Sanatsız hiçbir iş olmaz.
“Bugün ortaya koyduğumuz yeni değerler; bu yemek de olabilir, içmek de olabilir, giymek de olabilir
bina da olabilir, bir sistem de olabilir, yaşam tarzı olabilir. Ortaya koyduğumuz her yeni model toplum tarafından kabullenilip, içselleştirilip yaşam tarzına dönmüşse o da bir kültürdür ve bugün yaptığımız iş on yıl sonra sanat olmaktan çıkıp kültür olarak tanımlanabilir ve on yıl sonra o yaptığımız şeyin üzerine koyacağımız her yeni şey de sanat olarak tanımlanabilir.” İfadelerini kullanan Bakan Yardımcısı Demircan, “O halde demek ki önce öğrencilerimize şunu söylemek lazım, bugün 20 yaşına gelinceye kadar annemizden, babamızdan, öğretmenlerimizden, çevremizden etkilenerek; yaşam tarzı, çalışma tarzı, öğrenme tarzı, hayatımızı biz yapan ne kadar değer varsa, bu kültürümüze karşılık geliyorsa onlardan ilham alarak bugün, her yeni gün, giyinerek, yiyerek, içerek hayata katıldığımız yaşam sanatımız, bilimsel/teknolojik her şey de sanat olacaktır. Elbette güzel sanatlar var, pratik sanatlar var. Kültürü ve sanatı müziğe tahvil etmek yeterli değildir.

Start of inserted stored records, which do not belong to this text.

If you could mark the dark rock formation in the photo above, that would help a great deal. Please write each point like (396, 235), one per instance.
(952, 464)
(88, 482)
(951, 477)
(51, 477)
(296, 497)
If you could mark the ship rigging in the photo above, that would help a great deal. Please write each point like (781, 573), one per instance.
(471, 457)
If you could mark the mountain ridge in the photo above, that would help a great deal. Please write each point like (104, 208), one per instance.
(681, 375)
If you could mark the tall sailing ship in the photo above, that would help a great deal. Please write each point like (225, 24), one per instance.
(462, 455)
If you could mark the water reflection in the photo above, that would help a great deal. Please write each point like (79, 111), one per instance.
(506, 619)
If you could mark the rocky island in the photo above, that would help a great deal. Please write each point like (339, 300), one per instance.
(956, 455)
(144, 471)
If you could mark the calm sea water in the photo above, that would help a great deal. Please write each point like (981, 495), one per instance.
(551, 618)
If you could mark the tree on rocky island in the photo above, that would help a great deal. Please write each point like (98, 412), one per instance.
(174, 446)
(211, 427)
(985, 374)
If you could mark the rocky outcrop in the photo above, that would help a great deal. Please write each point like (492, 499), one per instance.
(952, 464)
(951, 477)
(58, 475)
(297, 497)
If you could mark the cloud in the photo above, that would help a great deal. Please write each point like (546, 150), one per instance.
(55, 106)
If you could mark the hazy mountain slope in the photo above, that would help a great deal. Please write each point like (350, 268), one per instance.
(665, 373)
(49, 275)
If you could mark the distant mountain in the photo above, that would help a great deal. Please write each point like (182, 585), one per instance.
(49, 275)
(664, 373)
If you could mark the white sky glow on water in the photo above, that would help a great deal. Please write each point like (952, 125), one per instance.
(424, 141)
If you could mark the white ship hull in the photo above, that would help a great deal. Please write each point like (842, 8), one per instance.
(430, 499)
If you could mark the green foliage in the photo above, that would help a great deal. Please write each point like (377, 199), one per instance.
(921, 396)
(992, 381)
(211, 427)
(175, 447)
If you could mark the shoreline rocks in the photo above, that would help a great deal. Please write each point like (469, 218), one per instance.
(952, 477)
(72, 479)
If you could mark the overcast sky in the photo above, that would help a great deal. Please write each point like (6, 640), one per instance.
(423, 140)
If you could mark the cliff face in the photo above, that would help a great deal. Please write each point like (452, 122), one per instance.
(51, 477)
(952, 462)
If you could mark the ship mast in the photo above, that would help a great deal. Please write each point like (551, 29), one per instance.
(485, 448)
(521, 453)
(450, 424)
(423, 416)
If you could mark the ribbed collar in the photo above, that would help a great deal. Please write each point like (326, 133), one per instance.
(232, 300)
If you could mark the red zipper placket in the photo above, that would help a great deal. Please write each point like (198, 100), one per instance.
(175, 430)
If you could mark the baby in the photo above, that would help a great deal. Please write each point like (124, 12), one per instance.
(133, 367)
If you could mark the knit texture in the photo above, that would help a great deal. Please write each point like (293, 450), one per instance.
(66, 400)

Bu bir sanattır ama iyi bir yemek yapmak da sanattır, iyi bir tasarım yapmak sanattır, iyi bir bina yapmak da bir sanattır. Sanatsız hiçbir iş olmaz.” dedi.
Sıfatları itibari ile bir şehre ad koy dersem, kültür ve sanat ismi ve soy ismidir.
Kültür ve sanatı insana benzeten Bakan Yardımcısı Demircan konuşmalarında, “İnsan gerçekten ruhtur ve insan gerçekten bedendir. İkisi bir arada olunca canlıdır. İkisi ayrışınca ölüm olur.
Peki ruh nedir, akıldır fikirdir, bizi biz yapan değerlerdir yani kültüre tabiidir.
Beden de daha canlı ve dinamik tarafımızdır. O ruhun etkisi ile beden harekete geçer.
İnsan ruhtur ve bedendir ve bir çıktısı vardır, eylemi vardır.
Bir belediye başkanı olarak benzetirdim; peki şehir nedir, toplum nedir?
İnsanların bir araya getirip oluşturduğu toplumu nasıl tasvir ederiz.
O zaman ruhun yerine kültür, eylemin yerine sanat, bedenin yerine de şehir diyoruz.
Bir gün, en kısa kelimelerle şehir nedir diye bir soru sorulduğunda cevabı ararken bunu bulmuştum.
Sıfatları itibari ile bir şehre ad koy dersem, kültür ve sanat ismi ve soy ismidir.” ifadelerini kaydetti.
Korumak ve kullanmak kültür, yaşatmak ve çoğaltmak da sanattır.
Demircan, “Beyoğlu’nda belediye başkanlığı yaparken şunu söylerdim; bir mimar gelecekte bina yapacaksa, bir eski eseri anlamalı. Çünkü o bir kültürdür.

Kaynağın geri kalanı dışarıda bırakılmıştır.